Talk:Extract, transform, load
|This is the talk page for discussing improvements to the Extract, transform, load article.
This is not a forum for general discussion of the article's subject.
|WikiProject Databases / Computer science||(Rated C-class, High-importance)|
I'm not an expert on this subject. But you guys who are experts should update this to include at least a reference to ELT (Extract, Load, Transform). You can find many articles about this and many huge companies using this approach for many-hundreds-terabytes datawarehouses. —Preceding unsigned comment added by 18.104.22.168 (talk) 20:00, 28 December 2009 (UTC)
The original term "ETL" was popularized in the early 1990's by W.H. Inmon in "Building the Data Warehouse." Many advocate using the term "ELT" because because the term "load" is typically used to describe the step of loading the data into the RDBMS. For example, in Oracle, the "SQL Loader" tool is used to load external data into the database. After loading comes the transformation processing--hence ELT. — Preceding unsigned comment added by Randygrenier (talk • contribs) 15:34, 10 May 2015 (UTC)
Specifically referring to the statement, "Increasingly, companies are buying ETL tools to help in the creation of ETL processes.,"... Really? I'm not sure we need citations when statements are common sense. Companies are always looking for ways to increase the bottom line and IT departments to increase the "plug-and-play" supportability of components. Certainly this is not accomplished through creating (or allowing to be created) tons of proprietary, in-house scripts. So, obviously, companies that discover ETL tools will buy ETL tools to create ETL processes. I wouldn't expect to see "Wind is the movement of air " That's just silly. 22.214.171.124 (talk) 01:42, 24 October 2009 (UTC)

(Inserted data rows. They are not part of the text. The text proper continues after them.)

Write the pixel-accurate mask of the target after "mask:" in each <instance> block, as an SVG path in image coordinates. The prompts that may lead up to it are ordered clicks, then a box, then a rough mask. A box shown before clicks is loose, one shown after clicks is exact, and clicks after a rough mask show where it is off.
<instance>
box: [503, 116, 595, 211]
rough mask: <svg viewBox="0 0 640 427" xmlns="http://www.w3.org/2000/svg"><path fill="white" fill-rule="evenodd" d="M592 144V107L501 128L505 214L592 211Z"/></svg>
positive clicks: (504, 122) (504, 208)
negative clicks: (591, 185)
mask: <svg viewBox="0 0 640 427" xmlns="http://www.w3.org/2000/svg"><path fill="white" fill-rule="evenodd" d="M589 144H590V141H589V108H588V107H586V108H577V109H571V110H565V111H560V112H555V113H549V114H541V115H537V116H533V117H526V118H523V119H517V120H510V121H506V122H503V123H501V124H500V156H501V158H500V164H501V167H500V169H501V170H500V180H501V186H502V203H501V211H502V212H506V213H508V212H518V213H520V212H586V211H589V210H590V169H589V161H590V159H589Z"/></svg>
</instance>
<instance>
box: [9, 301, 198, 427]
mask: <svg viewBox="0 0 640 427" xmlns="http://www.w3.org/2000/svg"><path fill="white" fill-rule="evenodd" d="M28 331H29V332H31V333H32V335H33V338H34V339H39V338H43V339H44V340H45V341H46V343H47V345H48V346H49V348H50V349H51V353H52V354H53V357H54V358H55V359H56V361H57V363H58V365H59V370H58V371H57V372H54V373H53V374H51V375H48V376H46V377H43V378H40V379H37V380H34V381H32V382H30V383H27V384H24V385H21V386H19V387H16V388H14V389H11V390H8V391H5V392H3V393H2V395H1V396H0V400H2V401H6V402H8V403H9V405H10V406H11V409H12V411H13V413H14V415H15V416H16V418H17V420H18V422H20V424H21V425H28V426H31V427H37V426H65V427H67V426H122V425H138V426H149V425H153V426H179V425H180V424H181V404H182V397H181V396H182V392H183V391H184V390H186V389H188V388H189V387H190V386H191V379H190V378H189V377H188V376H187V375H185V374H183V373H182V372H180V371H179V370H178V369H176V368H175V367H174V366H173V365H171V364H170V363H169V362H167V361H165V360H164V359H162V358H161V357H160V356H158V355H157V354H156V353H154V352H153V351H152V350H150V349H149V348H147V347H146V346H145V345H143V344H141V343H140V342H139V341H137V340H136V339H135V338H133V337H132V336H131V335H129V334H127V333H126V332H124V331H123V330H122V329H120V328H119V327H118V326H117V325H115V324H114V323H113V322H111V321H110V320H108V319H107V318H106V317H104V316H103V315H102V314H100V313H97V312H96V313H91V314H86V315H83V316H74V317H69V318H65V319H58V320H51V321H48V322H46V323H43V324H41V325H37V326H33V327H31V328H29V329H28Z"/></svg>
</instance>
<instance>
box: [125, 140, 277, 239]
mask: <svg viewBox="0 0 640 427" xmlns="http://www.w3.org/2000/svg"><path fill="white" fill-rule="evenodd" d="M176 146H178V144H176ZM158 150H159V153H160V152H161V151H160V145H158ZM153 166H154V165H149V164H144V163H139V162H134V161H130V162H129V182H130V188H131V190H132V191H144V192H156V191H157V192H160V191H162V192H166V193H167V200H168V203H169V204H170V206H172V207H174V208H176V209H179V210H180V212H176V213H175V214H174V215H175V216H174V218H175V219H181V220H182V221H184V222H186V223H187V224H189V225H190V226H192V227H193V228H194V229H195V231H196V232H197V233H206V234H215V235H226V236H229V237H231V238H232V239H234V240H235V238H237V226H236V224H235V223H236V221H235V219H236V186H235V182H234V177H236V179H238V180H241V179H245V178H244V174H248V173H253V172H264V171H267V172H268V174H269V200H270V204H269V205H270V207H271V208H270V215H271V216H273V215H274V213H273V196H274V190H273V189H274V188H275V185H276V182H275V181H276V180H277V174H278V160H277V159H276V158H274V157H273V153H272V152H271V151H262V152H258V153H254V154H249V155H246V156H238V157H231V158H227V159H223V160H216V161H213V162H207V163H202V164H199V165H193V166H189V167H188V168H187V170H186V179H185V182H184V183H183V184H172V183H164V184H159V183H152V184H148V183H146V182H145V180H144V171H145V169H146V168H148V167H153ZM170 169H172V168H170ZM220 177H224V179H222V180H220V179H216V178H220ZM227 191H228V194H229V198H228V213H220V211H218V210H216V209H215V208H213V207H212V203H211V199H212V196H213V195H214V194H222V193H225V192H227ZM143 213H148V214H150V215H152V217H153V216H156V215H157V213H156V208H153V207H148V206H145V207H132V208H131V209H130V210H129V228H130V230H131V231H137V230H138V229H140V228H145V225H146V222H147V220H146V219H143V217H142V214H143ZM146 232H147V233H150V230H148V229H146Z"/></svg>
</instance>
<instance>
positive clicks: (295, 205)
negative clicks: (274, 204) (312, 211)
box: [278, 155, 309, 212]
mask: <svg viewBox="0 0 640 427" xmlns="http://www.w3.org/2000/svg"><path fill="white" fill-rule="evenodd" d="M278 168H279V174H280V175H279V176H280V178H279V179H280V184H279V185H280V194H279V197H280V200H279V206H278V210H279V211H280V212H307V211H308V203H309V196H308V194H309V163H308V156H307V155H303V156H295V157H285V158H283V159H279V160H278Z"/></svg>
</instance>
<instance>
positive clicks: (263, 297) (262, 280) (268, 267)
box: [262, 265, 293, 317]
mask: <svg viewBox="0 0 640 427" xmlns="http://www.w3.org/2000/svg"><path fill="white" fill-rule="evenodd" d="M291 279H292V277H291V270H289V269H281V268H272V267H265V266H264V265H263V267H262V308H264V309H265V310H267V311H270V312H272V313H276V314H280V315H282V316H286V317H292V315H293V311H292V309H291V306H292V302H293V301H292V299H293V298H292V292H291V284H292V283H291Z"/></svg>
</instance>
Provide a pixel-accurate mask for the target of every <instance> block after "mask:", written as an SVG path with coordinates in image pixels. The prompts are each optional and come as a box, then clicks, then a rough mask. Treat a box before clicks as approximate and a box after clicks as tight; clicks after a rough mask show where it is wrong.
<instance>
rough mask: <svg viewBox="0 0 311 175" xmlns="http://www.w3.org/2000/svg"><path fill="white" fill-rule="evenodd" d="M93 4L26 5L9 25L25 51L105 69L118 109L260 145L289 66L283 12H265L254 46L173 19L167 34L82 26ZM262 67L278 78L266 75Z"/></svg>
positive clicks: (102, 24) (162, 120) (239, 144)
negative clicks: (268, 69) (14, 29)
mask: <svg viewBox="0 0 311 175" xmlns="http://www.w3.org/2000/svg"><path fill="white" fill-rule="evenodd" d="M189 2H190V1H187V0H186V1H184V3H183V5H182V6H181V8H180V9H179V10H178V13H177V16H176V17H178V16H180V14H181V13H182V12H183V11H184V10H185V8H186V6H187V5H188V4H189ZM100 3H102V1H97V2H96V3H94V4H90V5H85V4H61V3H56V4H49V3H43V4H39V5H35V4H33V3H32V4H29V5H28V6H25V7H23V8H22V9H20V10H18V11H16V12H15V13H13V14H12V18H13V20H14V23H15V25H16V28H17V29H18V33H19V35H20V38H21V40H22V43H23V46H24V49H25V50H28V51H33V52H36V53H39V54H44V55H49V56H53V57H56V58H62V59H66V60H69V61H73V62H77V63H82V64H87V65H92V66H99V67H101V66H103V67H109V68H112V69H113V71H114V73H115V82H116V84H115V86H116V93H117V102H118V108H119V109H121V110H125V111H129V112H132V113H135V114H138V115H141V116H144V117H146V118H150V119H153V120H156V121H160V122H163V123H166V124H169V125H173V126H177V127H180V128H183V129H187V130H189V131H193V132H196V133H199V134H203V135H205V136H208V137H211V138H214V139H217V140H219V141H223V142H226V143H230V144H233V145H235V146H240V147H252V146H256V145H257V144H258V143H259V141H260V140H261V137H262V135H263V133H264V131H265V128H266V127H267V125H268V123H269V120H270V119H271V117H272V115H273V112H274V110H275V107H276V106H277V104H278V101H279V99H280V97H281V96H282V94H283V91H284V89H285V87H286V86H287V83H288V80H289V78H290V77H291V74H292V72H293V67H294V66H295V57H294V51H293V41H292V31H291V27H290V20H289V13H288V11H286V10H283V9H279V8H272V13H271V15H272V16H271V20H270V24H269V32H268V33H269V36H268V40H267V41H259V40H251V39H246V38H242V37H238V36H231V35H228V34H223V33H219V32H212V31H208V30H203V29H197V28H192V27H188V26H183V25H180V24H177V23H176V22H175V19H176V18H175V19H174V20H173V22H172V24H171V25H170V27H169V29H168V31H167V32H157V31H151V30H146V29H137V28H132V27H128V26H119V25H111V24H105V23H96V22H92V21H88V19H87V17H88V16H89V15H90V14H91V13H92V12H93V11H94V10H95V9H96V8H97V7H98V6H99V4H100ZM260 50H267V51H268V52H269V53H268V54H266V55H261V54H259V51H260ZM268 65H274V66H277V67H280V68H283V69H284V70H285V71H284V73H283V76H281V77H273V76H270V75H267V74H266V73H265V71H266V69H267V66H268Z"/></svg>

- I do think that the citation is needed to validate the term "Increasingly" used in the paragraph. I believe there is still massive amount of manual creation of ETL without the use of ETL tools so some proof that this is diminishing and the use of COTS products are filling in that part of the marketshare would be useful. 126.96.36.199 (talk) 14:35, 11 March 2010 (UTC)
- I'm with the guy above. As someone who has worked in the industry for 20+ years, there's an awful lot of "ETL Tool evaluation" goes on, but companies (IMO) still shy away from the up-front cost, and err towards sticking with their in-house scripted solutions. This might be changing, but we do need a citation. If it were my $2 I'd say it's not on the increase. Michaelfromtheuk (talk) 09:18, 17 July 2012 (UTC)
Totally agree. In fact, there are organizations that have aborted the use of ETL tools (after much expense) because of their lack of flexibility compared to programming in the RDBMS language (e.g. PL/SQL, Transact SQL, etc.) — Preceding unsigned comment added by Randygrenier (talk • contribs) 15:36, 10 May 2015 (UTC)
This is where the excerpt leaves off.